Die Aufsichtsbehörde stellte am Dienstag unmissverständlich klar, dass sie die Diskussion oder Anwendung von Bitcoin -ETFs in absehbarer Zeit nicht weiter verfolgen wird. Als Begründung wurde unzureichende Marktkenntnis angeführt.
Eine längst überfällige Lösung
Der allererste Vorschlag zur Einbeziehung Bitcoin ETFs in den regulatorischen Rahmen wurde Anfang 2019 unterbreitet. Seitdem die SEC die Einführung dieser Neuerung prüft, sind genau fünf Monate vergangen, und niemand weiß genau, womit diese fünf Monate verbracht wurden, da es über eine fast zehn Jahre alte Branche nicht allzu viel zu lernen gibt.

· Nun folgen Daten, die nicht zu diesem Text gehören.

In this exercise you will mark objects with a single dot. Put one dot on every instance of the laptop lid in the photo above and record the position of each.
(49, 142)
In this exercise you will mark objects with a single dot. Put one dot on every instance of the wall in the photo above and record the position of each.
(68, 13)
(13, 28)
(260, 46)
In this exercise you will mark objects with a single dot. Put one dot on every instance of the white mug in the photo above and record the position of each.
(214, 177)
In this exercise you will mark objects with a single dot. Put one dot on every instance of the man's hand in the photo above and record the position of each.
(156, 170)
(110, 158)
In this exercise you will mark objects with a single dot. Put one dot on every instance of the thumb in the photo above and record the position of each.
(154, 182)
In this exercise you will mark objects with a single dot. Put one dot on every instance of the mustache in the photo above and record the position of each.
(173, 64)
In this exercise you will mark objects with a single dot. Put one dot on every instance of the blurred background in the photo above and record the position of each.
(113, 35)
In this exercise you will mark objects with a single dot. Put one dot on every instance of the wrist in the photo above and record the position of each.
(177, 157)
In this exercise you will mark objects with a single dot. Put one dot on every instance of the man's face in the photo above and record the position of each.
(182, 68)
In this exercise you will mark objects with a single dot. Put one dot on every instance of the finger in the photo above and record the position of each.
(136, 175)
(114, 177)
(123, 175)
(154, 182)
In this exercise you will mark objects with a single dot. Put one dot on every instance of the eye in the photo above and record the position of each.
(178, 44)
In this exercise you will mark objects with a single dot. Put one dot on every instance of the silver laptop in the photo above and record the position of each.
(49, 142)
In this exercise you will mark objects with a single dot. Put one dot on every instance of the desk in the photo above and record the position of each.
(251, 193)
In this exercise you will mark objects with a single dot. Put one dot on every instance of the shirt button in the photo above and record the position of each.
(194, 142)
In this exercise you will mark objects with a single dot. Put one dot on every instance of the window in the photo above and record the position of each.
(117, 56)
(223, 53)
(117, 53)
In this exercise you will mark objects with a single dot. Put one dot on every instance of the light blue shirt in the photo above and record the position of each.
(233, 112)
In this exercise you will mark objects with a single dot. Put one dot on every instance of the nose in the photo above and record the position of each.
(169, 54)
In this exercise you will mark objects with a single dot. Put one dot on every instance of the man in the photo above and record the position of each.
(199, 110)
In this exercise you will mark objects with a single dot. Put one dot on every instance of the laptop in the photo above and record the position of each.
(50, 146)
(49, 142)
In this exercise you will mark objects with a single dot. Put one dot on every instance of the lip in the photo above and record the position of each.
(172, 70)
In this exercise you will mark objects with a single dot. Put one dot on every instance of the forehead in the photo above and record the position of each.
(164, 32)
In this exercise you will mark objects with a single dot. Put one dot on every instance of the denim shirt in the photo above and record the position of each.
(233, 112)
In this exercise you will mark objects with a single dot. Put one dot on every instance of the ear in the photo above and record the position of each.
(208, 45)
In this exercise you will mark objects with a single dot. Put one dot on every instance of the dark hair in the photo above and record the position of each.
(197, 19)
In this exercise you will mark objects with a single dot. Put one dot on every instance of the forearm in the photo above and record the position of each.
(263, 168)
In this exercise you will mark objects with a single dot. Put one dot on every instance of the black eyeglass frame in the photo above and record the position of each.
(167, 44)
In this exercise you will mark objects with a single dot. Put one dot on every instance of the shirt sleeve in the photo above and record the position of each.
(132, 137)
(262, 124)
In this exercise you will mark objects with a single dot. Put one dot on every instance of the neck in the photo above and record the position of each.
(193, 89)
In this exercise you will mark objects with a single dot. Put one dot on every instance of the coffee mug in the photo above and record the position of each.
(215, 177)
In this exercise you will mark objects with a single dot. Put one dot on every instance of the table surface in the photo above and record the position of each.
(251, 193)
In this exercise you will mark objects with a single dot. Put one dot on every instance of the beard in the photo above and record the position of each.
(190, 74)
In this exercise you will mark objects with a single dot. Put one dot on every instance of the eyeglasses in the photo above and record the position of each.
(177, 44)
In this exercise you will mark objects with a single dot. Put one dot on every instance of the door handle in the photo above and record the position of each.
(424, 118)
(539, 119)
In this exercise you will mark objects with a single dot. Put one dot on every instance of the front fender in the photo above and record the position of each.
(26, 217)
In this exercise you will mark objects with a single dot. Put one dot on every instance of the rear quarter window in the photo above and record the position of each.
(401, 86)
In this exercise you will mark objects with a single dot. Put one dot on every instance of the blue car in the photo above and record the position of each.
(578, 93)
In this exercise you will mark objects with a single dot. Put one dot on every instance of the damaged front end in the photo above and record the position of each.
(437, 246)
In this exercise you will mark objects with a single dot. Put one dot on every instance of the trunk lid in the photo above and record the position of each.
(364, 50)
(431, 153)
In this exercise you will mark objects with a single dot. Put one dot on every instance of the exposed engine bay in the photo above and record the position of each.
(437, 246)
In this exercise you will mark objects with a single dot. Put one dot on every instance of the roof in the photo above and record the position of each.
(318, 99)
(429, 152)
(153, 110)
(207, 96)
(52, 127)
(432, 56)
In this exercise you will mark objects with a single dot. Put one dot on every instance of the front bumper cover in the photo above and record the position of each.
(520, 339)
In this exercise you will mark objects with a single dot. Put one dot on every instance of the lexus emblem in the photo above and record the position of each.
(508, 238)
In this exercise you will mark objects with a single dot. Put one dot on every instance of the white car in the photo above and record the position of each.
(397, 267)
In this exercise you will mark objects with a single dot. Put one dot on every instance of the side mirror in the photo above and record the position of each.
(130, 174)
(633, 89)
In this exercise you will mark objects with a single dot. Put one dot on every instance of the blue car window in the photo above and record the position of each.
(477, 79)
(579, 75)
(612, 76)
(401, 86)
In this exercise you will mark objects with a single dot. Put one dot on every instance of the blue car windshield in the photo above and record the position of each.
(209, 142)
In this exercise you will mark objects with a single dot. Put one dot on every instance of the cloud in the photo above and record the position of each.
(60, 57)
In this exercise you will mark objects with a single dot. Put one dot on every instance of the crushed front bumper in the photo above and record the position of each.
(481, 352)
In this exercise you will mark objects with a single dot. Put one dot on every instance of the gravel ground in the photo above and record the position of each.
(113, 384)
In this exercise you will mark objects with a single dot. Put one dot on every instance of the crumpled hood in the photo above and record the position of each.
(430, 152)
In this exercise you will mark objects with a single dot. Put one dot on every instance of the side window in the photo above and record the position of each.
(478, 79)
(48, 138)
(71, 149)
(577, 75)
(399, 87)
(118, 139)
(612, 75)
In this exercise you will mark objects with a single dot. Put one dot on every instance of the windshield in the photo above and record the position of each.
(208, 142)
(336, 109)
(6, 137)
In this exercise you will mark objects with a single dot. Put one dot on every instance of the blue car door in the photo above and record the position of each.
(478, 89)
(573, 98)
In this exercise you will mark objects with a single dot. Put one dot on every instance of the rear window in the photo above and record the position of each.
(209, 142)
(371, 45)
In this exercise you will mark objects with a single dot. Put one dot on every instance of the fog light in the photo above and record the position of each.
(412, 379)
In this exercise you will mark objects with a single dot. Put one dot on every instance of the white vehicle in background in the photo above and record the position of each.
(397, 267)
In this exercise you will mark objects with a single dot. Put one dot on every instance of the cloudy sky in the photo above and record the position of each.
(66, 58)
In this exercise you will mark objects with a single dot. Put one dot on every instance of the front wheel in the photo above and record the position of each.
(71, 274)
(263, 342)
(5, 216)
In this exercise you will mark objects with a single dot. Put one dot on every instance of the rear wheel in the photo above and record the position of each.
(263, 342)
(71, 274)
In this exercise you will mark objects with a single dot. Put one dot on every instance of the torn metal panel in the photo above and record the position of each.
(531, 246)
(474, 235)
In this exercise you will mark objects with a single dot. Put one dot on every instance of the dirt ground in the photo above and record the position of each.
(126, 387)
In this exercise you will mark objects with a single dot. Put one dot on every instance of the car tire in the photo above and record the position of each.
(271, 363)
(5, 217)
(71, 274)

Die Bitcoin -ETF-Bewegung zielt darauf ab, die Liquidität von Kryptowährungen, insbesondere Bitcoin zu erhöhen. Mehr Liquidität im Markt ermöglicht zukünftig dynamischere Preisentwicklungen und verhindert plötzliche Kursanstiege, denen innerhalb eines Tages oder gar einer Stunde ein Abwärtstrend folgt.
Tatsächlich bestand bereits die Hoffnung, dass einige Unternehmen die Zurückhaltung der SEC bei der Genehmigung einer solchen Innovation überwinden könnten. Eines dieser Unternehmen war SolidX, das Ende März einen entsprechenden Antrag einreichte. Die Antragsfrist wurde später auf Mai verschoben , doch es gibt noch immer keine Neuigkeiten. Da sich das gesamte System verzögert, hat SolidX praktisch keine Chance, dass sein Antrag bis Ende des Monats genehmigt wird.
Alle dachten, die Änderung wäre inzwischen erfolgt, aber angesichts der Zurückhaltung der SEC, die Dinge zu beschleunigen, ist es praktisch unmöglich vorherzusagen, wann sie Bitcoin ETFs schließlich in ihren Rahmen aufnehmen werden.